В разных школах система была неодинаковой. В Винчестере префект Дома (мальчики жили в нескольких домах) имел абсолютную власть над всеми его обитателями. В Итоне всем правил старший, шестой, класс и префекты домов из числа старших учеников. Капитан школы мог наказать весь младший класс. Власть всегда порождает злоупотребления, по поводу которых периодически возникали скандалы. В 1854 г. в «Тайме» появилась заметка, что в Харроу один ученик выпорол другого настолько жестоко, что жертве понадобилась помощь врача, и это была не драка или избиение, а именно порка, то есть законное наказание.
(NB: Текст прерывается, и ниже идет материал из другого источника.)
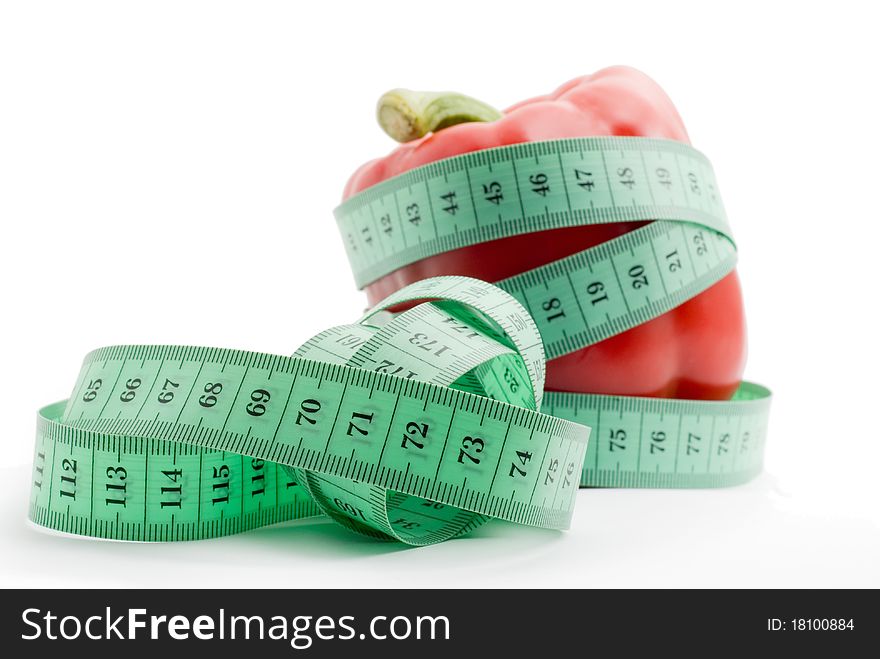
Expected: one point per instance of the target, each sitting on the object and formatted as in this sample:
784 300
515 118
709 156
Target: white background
168 172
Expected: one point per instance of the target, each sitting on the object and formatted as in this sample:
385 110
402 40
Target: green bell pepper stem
407 115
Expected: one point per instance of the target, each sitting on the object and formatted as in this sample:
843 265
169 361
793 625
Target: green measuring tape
597 293
422 425
417 427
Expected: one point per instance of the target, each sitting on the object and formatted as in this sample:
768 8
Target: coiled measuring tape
597 293
417 427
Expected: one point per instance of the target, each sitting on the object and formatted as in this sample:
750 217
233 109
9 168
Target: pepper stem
407 115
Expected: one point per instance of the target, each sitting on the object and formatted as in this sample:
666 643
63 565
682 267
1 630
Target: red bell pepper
696 350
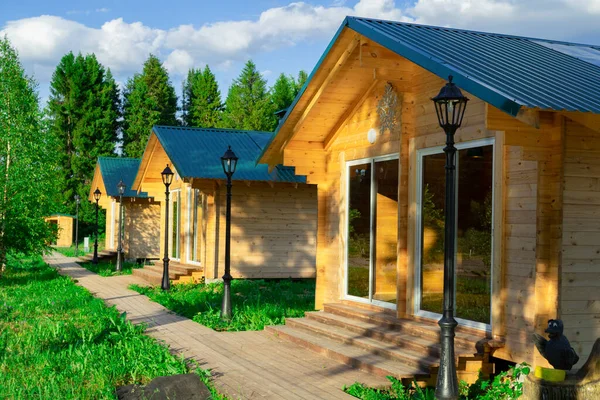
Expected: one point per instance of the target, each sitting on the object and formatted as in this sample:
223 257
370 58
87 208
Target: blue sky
280 36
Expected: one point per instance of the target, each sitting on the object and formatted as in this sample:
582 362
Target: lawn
107 267
59 342
255 303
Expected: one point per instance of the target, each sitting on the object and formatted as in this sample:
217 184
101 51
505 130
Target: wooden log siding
141 225
580 283
532 229
110 237
273 231
528 196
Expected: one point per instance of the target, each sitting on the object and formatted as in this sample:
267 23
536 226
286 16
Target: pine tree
248 105
300 81
282 93
149 99
84 111
201 99
28 162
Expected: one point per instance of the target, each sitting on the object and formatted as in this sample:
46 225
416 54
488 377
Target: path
244 365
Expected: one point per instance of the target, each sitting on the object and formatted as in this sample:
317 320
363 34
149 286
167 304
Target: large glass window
474 205
372 230
195 224
175 223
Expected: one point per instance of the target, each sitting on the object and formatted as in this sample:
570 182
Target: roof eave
437 67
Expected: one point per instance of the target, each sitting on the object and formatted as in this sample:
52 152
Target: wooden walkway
244 365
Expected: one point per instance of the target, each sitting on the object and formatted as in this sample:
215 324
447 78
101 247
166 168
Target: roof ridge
223 130
471 31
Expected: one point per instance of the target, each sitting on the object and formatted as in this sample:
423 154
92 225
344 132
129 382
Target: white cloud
123 46
179 62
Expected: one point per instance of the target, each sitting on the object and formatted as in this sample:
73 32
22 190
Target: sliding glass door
474 210
372 230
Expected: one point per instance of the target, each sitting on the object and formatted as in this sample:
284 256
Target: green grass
358 281
59 342
255 303
107 267
506 385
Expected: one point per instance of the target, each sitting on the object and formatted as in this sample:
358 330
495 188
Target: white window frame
346 296
190 236
172 194
112 223
418 231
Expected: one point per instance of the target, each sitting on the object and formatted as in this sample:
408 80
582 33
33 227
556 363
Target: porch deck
373 340
178 273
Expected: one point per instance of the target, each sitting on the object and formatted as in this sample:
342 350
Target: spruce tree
149 99
202 104
282 93
248 105
28 155
299 82
84 112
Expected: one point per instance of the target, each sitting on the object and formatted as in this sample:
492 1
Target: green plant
505 386
70 251
59 342
255 303
397 391
107 267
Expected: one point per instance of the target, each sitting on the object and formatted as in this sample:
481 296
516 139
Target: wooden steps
178 273
373 340
102 255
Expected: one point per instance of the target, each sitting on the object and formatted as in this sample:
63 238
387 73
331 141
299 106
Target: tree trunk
3 212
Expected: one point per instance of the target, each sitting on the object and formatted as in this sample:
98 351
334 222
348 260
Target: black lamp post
229 162
450 105
97 194
167 176
119 266
77 200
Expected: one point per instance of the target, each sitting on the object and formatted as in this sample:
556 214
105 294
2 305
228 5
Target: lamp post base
119 265
447 381
166 284
226 306
95 258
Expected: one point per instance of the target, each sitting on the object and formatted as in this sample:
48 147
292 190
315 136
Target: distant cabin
273 214
141 215
65 225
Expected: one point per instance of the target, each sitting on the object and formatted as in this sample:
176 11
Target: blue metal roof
114 169
505 71
196 153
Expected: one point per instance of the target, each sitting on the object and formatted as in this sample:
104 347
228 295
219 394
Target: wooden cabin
364 130
141 214
65 227
274 214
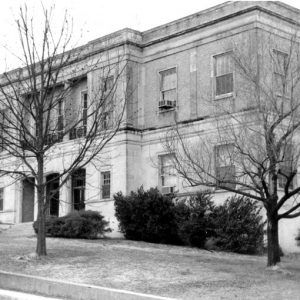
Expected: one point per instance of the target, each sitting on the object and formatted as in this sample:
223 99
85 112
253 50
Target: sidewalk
11 295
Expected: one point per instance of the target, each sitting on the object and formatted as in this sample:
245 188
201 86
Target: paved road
11 295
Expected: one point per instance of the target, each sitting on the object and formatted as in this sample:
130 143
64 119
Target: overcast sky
95 18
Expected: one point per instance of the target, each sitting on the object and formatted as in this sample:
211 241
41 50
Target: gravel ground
179 272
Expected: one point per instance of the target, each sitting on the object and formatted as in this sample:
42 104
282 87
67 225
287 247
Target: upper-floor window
2 130
84 105
280 72
1 198
286 167
108 102
108 84
225 168
80 130
105 184
168 174
168 88
223 74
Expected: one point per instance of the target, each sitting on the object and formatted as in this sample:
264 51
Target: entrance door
28 200
52 194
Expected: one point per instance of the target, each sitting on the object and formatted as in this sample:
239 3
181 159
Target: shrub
79 224
147 216
238 226
194 219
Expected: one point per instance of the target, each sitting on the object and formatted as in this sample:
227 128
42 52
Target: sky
95 18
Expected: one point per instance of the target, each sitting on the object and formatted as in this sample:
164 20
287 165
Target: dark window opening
78 189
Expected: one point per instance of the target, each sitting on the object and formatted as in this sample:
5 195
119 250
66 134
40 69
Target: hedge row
150 216
79 224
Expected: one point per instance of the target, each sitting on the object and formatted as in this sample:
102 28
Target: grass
179 272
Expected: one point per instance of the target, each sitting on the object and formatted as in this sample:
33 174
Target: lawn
179 272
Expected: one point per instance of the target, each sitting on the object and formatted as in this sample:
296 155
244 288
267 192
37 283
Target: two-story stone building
179 72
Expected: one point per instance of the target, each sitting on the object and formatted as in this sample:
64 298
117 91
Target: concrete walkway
12 295
65 289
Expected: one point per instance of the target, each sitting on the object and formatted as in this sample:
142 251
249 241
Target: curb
67 290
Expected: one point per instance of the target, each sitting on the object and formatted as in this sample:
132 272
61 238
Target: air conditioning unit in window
165 190
165 104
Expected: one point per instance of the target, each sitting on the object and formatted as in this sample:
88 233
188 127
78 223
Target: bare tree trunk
273 240
41 236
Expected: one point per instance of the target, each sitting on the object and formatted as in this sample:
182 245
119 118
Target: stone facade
184 50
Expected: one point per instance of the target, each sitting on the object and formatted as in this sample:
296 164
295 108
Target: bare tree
39 113
251 144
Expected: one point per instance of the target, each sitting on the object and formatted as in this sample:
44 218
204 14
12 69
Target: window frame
276 73
218 167
83 107
1 199
108 94
161 173
102 174
281 181
160 90
214 77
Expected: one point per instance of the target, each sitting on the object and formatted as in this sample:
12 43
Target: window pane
1 199
168 172
169 95
168 79
224 84
223 64
280 62
224 174
105 184
225 169
286 166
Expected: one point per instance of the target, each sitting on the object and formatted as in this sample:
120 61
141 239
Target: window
78 189
2 130
223 74
168 174
60 116
108 104
108 84
105 178
1 199
280 72
80 131
286 167
84 102
225 169
168 89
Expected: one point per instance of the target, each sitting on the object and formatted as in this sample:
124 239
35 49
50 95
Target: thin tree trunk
273 241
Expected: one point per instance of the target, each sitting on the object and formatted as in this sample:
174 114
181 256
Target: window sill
224 96
285 97
161 111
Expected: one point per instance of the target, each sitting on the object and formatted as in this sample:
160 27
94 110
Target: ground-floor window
78 189
52 194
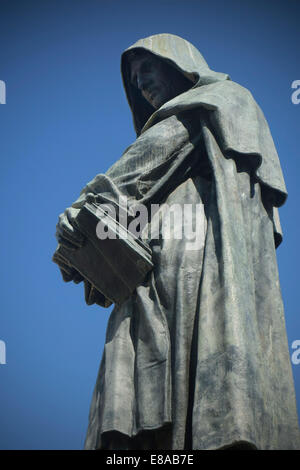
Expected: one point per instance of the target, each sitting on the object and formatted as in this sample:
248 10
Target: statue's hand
66 233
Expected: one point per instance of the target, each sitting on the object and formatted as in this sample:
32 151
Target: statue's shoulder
226 90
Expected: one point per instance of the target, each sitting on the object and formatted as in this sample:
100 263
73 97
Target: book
114 266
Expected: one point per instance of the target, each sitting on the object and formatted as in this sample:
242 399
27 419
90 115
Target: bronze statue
196 353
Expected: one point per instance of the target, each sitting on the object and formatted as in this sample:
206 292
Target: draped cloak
200 348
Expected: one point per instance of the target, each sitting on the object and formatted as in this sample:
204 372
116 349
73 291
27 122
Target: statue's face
154 78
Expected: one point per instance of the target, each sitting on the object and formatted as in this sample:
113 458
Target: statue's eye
146 67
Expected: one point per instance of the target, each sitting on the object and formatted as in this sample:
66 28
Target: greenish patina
197 357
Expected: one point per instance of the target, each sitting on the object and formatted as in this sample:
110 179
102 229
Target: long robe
200 349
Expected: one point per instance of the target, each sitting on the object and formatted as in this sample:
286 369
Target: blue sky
65 120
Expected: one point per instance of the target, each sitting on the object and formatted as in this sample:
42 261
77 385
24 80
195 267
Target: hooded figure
197 357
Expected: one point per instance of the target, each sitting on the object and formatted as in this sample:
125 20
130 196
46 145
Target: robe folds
200 348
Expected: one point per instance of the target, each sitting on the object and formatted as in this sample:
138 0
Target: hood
178 53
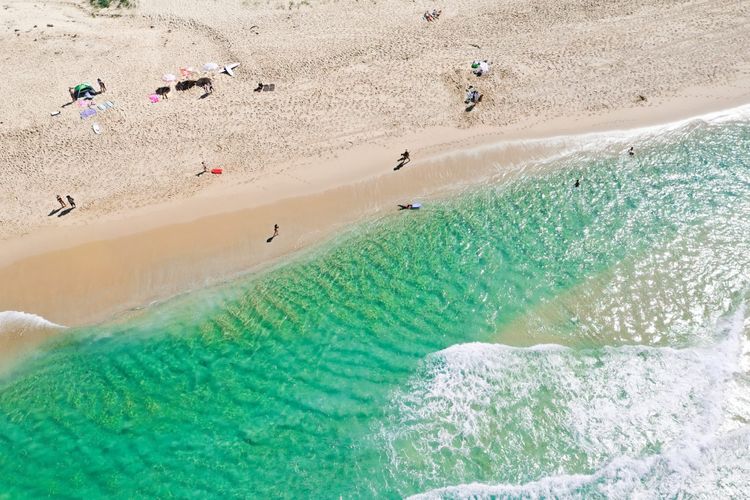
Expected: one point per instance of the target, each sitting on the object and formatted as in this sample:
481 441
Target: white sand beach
355 84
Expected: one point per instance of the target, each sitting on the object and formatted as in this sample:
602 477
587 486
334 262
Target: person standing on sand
403 160
275 233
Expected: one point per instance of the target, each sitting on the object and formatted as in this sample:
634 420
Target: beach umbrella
186 72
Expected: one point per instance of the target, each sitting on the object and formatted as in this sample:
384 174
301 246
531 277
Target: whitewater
523 338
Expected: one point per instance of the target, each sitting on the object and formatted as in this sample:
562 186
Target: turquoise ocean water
520 339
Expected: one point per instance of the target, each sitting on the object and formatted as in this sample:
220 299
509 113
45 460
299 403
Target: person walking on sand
403 160
275 233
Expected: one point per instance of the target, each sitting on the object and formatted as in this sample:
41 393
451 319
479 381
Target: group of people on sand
432 16
62 202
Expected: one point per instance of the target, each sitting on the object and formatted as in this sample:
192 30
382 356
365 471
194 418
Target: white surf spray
18 323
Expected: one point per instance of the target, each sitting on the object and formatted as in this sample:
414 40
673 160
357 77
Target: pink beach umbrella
186 72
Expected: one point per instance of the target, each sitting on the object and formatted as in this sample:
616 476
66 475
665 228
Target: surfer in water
410 206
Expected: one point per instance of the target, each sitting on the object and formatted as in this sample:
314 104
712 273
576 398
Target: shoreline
82 275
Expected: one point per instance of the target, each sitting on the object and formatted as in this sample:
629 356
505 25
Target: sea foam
637 420
19 323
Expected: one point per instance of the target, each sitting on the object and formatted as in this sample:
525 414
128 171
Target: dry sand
356 83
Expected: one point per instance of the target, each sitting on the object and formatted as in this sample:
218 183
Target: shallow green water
380 364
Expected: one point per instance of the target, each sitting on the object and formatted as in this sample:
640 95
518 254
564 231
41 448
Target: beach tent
84 91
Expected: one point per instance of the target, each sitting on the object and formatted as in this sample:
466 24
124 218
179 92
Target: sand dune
347 73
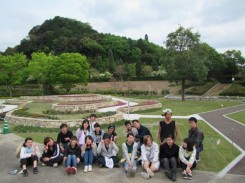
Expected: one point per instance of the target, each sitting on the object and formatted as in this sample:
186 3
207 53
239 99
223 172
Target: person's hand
67 139
65 158
131 164
189 164
46 159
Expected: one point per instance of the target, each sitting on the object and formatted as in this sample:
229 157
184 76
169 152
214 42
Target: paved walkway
231 129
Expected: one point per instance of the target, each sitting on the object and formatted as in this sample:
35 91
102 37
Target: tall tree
11 70
184 60
138 68
72 68
112 64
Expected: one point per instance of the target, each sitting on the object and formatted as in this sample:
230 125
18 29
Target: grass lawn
191 107
213 158
239 116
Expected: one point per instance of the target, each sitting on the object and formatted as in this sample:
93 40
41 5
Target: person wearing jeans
89 153
169 153
72 155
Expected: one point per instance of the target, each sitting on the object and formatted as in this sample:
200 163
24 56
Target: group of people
91 144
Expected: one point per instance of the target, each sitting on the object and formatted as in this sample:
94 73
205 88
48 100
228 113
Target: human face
106 141
168 115
92 118
192 124
149 142
73 142
97 129
130 139
136 124
88 141
64 130
110 130
169 141
29 143
50 143
85 125
184 145
128 126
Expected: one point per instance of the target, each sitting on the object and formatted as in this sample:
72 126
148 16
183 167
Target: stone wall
66 98
82 107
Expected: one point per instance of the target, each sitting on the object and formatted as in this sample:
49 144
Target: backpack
17 152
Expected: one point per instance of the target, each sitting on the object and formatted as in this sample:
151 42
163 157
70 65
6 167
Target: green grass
192 107
224 153
239 116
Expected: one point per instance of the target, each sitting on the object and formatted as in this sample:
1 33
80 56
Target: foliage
236 89
184 60
12 69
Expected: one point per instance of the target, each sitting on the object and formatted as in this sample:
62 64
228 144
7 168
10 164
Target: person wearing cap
150 157
92 121
112 133
97 134
167 127
196 136
106 152
130 129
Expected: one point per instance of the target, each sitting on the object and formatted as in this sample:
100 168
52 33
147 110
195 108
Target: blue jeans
88 157
71 160
198 150
126 165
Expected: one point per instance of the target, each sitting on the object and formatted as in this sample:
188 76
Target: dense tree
112 64
184 61
11 70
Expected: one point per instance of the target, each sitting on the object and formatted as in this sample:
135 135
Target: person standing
150 157
196 136
129 149
169 154
187 156
29 154
167 127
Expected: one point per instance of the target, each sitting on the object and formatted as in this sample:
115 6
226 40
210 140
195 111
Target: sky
221 23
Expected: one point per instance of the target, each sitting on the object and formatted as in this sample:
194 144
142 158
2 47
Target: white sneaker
145 175
85 169
90 169
150 172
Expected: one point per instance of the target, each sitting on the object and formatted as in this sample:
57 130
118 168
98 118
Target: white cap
167 110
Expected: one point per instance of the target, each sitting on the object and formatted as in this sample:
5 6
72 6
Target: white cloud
220 22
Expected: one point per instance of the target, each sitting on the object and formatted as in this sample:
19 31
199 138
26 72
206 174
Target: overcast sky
221 23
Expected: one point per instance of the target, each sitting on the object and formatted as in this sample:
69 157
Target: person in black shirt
168 127
72 155
169 153
112 133
196 136
64 137
142 131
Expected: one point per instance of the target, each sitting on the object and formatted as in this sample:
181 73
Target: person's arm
159 133
23 154
57 152
181 156
198 139
58 138
114 146
99 148
156 153
125 152
176 131
193 156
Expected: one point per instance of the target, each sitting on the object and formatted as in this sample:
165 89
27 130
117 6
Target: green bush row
24 113
236 89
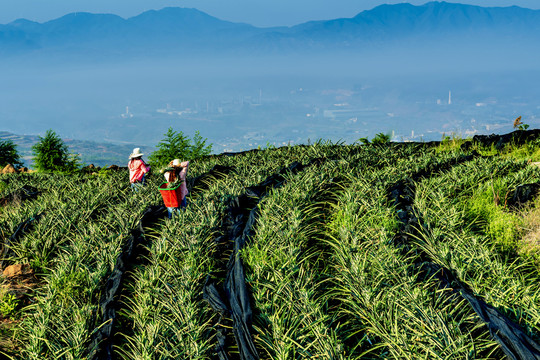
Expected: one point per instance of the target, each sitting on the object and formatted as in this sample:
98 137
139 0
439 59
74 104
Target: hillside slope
400 250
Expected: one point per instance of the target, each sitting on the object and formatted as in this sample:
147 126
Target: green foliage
364 140
9 154
488 205
451 143
8 305
379 139
51 154
176 145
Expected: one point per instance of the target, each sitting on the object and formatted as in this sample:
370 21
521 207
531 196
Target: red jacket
137 169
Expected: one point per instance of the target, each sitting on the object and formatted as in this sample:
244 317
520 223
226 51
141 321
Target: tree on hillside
9 154
176 145
51 154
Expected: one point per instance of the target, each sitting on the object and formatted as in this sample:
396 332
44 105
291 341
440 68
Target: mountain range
183 31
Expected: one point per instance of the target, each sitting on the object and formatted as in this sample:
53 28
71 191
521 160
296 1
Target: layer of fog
245 101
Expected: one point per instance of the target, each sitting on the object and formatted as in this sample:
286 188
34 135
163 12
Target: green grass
330 272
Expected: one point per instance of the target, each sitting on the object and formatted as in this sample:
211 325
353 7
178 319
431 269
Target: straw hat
136 153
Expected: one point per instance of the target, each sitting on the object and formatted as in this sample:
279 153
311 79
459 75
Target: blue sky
255 12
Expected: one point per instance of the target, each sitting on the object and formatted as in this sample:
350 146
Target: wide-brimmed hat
136 153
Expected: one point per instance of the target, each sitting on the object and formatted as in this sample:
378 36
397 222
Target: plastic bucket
171 195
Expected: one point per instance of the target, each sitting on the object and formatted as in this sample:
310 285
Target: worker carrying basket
174 190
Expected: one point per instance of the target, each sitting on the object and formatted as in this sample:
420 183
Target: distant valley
415 72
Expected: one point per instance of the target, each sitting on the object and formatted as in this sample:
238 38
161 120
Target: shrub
51 154
381 138
176 145
9 154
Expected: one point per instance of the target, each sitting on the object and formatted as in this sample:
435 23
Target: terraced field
328 251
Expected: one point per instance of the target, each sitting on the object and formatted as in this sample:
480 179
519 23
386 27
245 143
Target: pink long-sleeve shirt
181 176
137 169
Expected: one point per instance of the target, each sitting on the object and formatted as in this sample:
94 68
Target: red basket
171 195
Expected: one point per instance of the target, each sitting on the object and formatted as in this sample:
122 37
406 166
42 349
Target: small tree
199 147
51 154
9 154
176 145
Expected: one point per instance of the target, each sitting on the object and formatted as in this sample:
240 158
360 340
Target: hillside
90 152
395 251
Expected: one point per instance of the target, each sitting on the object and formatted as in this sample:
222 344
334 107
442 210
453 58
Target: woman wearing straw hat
137 169
177 171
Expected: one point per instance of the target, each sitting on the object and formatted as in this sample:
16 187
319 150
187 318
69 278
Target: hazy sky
255 12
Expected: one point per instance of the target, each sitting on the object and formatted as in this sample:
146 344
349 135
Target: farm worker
137 169
177 171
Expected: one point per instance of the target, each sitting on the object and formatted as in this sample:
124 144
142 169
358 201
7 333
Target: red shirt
137 169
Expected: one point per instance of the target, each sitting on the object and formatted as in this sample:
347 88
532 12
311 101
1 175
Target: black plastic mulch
101 345
21 228
514 342
234 300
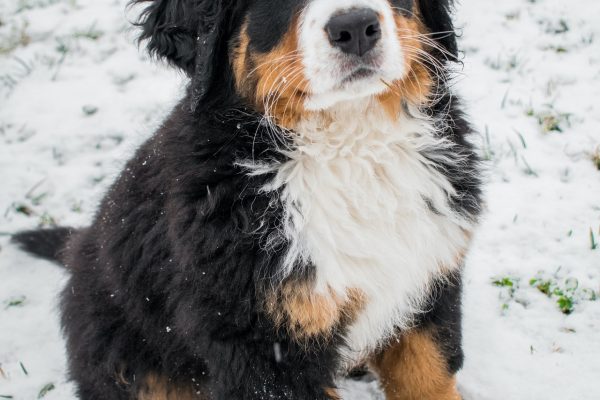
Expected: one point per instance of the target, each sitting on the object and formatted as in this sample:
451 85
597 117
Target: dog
305 210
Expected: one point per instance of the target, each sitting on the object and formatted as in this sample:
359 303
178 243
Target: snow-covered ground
76 97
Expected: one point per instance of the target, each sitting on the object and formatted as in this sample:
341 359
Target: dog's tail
44 243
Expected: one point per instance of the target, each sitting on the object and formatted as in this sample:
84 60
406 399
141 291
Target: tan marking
414 369
307 314
157 387
274 82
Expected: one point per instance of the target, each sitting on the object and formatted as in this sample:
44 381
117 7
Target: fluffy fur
289 221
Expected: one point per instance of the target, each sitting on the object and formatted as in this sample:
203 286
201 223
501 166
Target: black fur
171 276
436 16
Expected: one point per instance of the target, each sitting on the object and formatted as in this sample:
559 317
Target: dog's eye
403 6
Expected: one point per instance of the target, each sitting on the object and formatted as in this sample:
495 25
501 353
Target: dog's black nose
354 32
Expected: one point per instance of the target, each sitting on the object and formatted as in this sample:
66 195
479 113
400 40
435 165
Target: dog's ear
437 16
186 33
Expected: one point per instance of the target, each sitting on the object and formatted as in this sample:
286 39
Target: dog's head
289 57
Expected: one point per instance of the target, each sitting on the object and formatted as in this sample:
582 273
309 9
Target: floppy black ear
185 33
437 16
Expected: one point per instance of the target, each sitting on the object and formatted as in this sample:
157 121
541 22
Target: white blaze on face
325 65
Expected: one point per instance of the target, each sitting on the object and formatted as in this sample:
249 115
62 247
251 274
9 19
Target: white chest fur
358 196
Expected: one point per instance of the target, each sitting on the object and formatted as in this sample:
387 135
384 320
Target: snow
76 97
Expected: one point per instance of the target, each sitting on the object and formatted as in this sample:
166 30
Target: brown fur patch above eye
158 387
413 368
307 314
273 82
416 86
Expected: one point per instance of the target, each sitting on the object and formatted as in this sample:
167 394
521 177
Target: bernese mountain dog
304 211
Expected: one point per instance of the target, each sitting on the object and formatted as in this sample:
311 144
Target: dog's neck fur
369 211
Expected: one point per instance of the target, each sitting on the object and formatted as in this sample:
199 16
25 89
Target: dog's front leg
413 368
421 363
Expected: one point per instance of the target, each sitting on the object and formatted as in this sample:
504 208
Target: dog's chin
360 84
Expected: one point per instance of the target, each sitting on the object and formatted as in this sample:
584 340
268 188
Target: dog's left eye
403 6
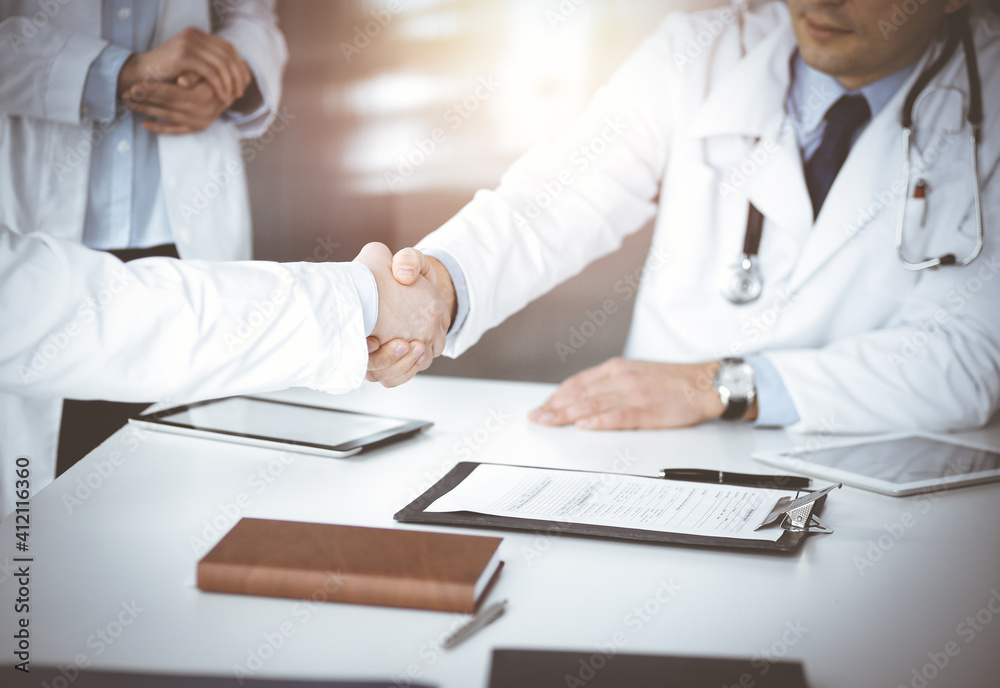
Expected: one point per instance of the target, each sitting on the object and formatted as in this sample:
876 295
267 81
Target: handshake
416 306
Автор одной из популярнейших английских школьных повестей «Мираж юности» (1917) Алек Во (1898–1981) в своей автобиографической книге без тени смущения рассказывает, как его пороли старшие ребята, а потом как он сам, став префектом, наказывал других (Waugh, 1955). В истории английской школьной литературы Во имеет репутацию страшного бунтаря. Но даже если отдельное перенесенное им наказание кажется ему несправедливым, никаких сомнений в правомерности самой порки и иерархической системы у него не возникает. По его словам, в школе можно делать все, единственное, что никогда не прощается, – это попасться. В случае публичного скандала никто из товарищей за тебя не заступится.